The Environmental Protection Agency and Centers for Disease Control have been studying and documenting the negative health and environmental impacts of concentrated animal feeding operations since the 1970s.
April 5, 2018
The Missouri DNR paid a visit to the proposed Tipton East site, located near the Cooper County-Moniteau County line. Two landowners whose fields would receive waste application from this CAFO asked for help covering their wells to prevent water contamination.
May 9, 2018
The Cooper County Public Health board issued an official statement of concern about the CAFO.
“The Board of Health is concerned that in some situations the current level of environmental and health impact planning, oversight and monitoring of animal waste management practices are insufficient at the national, state and local level to provide adequate protective measures to ensure community health,” the statement read. “Small children exposed to particulate matter along with gas air emissions from large agricultural operations experience higher rates of asthma. Research has documented increased rates of depression associated with living nearby large animal feeding operations… Currently, there are no known evidence based practices that can safely remove the contaminants such as antibiotics, hormones and other medications from animal feces.”
Cooper County physician Everett Murphy has been attending community meetings for the past six months to discuss large-scale farming from a clinical perspective. Murphy said that his biggest concerns were respiratory illnesses from inhaling particles of dried animal waste, groundwater contamination and antibiotic resistance.
“These places need to have standards and regulations, and it’s up to local government to make that happen,” Murphy said.
June 19, 2018
The Missouri DNR issued a Class-IC no-discharge operating permit to Pipestone Systems. This can be broken down further. “Class-IC” means that the operation can house 2,500-7,499 swine above 55 pounds, or 10,000-29,999 swine under 55 pounds. “No-discharge” means that Tipton East must have enough space to safely store all animal waste. A third-party will be contracted to pump out the waste from underground pits and dispose of it.
June 25, 2018
Cooper County Circuit judge Robert Koffman denied a motion from the Cooper County commissioners asking to dismiss the lawsuit. There is not yet a date scheduled for a follow-up hearing or trial.

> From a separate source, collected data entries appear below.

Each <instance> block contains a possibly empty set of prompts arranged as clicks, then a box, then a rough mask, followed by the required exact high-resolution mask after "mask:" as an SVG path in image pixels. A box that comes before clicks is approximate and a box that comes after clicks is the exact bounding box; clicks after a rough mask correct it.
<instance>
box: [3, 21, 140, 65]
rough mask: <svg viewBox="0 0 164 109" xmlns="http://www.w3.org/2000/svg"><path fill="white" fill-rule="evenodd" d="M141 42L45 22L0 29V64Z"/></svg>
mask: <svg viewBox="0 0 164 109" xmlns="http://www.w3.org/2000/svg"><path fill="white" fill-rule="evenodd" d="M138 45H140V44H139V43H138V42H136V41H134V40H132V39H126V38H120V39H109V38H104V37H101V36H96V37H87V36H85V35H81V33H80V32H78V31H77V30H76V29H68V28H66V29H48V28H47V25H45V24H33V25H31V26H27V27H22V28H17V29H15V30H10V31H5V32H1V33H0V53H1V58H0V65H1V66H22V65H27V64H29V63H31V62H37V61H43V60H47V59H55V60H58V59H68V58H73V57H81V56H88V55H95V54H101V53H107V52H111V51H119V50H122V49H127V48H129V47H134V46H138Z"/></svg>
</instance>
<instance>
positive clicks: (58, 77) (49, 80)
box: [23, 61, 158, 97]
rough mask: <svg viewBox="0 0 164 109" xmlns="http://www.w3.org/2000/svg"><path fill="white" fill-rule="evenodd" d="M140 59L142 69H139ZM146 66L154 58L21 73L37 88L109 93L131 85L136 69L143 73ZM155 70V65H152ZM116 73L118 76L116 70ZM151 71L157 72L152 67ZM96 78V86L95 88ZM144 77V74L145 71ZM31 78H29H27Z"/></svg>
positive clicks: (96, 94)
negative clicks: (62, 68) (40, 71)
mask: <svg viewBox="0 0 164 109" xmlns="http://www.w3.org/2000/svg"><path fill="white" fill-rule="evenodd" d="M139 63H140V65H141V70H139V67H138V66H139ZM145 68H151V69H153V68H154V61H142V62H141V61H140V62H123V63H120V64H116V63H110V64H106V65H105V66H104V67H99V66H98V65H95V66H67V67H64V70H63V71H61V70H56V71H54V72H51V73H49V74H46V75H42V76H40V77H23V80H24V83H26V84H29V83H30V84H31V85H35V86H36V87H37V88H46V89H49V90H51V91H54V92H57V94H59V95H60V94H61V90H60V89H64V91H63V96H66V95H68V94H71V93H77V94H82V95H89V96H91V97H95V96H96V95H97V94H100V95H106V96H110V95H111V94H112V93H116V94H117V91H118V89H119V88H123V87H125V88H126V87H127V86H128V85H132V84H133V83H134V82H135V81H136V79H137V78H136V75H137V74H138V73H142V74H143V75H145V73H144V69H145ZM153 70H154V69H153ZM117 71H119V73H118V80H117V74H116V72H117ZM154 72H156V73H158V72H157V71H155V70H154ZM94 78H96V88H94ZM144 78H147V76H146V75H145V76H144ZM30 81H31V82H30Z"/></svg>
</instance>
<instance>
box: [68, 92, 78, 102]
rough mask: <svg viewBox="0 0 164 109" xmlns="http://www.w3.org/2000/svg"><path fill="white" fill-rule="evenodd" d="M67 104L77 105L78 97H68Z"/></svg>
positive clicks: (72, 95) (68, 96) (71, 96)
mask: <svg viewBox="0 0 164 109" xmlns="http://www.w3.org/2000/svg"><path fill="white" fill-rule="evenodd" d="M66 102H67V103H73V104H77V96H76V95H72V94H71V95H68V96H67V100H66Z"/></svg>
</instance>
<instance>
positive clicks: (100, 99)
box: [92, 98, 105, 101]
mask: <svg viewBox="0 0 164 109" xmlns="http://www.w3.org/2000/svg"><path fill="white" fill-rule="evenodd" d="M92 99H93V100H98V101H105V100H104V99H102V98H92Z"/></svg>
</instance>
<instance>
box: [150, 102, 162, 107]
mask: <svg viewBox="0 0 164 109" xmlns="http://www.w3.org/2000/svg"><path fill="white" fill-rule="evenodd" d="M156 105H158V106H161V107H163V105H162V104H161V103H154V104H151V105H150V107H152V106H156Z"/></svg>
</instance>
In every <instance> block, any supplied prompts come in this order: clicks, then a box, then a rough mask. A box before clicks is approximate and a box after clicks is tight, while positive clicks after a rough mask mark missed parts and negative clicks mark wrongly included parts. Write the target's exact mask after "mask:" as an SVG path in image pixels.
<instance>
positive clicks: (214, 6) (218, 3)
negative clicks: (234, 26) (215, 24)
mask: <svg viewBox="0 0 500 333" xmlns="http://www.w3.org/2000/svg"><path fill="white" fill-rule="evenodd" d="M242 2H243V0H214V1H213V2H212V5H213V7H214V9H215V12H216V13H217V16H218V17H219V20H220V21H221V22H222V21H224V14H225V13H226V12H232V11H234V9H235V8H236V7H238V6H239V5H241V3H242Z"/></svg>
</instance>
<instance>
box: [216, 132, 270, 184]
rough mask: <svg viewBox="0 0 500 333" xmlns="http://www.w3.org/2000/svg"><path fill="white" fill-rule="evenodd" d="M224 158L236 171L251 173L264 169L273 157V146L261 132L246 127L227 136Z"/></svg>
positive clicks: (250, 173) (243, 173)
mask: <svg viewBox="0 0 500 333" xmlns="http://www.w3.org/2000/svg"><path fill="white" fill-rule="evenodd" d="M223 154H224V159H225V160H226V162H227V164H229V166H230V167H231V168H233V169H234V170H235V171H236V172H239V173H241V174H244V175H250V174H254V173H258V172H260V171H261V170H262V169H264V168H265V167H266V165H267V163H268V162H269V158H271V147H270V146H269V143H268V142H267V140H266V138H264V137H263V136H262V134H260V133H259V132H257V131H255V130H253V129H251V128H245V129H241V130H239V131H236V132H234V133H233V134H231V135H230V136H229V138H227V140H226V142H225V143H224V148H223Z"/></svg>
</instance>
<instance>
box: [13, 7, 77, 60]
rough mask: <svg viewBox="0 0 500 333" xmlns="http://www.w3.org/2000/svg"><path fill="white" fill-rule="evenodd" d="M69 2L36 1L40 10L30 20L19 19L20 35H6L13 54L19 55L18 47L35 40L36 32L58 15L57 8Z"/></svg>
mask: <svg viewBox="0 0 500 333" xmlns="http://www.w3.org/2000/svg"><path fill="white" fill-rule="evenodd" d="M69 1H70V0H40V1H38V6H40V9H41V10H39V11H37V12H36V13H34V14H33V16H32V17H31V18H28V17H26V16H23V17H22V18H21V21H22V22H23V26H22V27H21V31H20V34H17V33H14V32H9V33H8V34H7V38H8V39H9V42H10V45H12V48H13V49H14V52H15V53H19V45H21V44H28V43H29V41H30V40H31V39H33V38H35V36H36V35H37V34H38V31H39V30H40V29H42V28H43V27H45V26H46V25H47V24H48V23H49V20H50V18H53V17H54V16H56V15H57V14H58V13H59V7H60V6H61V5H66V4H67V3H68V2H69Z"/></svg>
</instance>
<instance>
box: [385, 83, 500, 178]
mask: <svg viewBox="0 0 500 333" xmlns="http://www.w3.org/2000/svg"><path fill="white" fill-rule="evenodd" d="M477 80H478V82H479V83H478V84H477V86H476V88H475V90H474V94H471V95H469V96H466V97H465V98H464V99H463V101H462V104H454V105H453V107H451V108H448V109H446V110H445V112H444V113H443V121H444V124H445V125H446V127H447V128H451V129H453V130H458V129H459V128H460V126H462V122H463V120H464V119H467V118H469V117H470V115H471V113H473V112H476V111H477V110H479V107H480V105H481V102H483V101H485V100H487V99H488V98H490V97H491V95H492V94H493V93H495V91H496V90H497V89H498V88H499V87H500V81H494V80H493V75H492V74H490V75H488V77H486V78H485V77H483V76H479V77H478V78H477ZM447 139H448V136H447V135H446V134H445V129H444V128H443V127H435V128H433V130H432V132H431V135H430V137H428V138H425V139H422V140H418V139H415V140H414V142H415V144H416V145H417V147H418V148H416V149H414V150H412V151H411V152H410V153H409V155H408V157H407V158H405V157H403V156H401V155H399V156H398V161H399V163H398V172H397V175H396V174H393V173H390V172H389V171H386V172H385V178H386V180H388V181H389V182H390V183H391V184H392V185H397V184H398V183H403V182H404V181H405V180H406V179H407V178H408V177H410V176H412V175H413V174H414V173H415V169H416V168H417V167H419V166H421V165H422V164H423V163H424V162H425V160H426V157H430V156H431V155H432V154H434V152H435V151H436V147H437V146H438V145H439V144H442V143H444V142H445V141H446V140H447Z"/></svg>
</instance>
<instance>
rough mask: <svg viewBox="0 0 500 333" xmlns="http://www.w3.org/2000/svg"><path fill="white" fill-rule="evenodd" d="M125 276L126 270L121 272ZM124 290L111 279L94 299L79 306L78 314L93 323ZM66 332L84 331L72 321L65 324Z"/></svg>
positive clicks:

Any parties “adversely affected or aggrieved” by the DNR’s decision to issue this operating permit have until July 19 to officially file a complaint.
“I would just say that we are confident in our permit application and the state’s decision,” said Barry Kerkeart, vice president of Pipestone System.
Opponents of the CAFO plan to file complaints, Williams said.
“It’s a long fight, but we’re committed to fighting it,” he said.